After the first recess, when the kid
s came back into the classroom, she saw a few of them standing around her chair laughing. As she walked up behind them to sit in her seat she saw that the 'ie' at the end of 'Katie' on the nameplate she had been so proud of had been crossed out, and the word 'Kit' had been written in front of the 'Kat' that remained of her original creation.
She was so embarrassed. Why would anybody ruin her name paper? She looked over to see her table buddy Jason (THE BOY!), smiling a toothless grin from ear to ear as he patted her chair “I think this is your seat Kit Kat” he said.
All the kids started laughing and Katie just slumped down in her chair, furious at her table buddy aka THE BOY aka Jason Sloan.
Jason never admitted to being the one who had defaced her beautiful rainbow colored name paper but she knew deep down in her heart that he was the culprit.

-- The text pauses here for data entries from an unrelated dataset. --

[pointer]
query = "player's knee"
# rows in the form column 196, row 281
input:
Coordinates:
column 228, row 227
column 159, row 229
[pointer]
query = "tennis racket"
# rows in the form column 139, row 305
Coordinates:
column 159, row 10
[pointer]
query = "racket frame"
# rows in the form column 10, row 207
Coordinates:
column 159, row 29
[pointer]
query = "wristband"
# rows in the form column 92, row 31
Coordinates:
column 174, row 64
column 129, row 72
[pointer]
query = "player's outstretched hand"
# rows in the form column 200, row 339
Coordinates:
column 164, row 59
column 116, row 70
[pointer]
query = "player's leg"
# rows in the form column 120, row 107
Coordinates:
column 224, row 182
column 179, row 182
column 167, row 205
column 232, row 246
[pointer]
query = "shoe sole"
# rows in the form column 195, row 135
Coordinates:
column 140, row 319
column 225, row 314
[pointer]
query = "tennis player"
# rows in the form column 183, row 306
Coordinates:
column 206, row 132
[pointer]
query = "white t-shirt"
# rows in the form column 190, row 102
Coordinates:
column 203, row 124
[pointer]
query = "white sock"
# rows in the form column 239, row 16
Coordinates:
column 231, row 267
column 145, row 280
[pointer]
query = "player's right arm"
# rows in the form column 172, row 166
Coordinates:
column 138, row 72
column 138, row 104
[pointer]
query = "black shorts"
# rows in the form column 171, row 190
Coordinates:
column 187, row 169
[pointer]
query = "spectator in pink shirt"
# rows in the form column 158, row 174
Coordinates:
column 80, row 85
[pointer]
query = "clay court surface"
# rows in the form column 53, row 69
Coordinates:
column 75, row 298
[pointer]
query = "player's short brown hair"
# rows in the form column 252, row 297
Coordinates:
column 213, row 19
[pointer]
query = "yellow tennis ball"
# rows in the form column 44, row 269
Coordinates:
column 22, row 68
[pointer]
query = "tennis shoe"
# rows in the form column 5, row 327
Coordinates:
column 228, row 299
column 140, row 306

And she would never forget it, just like no one ever forgot the nickname. From that day on Katie Lawson was Kit Kat. Well, to all the kids in Harper’s Crossing Elementary, anyways.
Present Day
His voice interrupted her thoughts now.
“Wow all this time and you know it’s me without even having to turn around. I guess that means I still got it,” he said with his usual cocky tone. A tone that had always amused Katie, not that she would ever let him know that. His ego was big enough!
Jason had had girls swooning over him for as long as she had known him. In fact, Katie believed that even their sixth grade math teacher Mrs. Carson had a crush on him. Whenever Jason would turn on the charm, usually to get out of detention for not completing his homework or being tardy, Mrs. Carson would just smile as her cheeks turned a light shade of red and say “Oh, Jason if you were just 10 years older…”
Mrs. Carson never finished the sentence but Katie always knew what she meant, and Jason never got detention…at least in that class.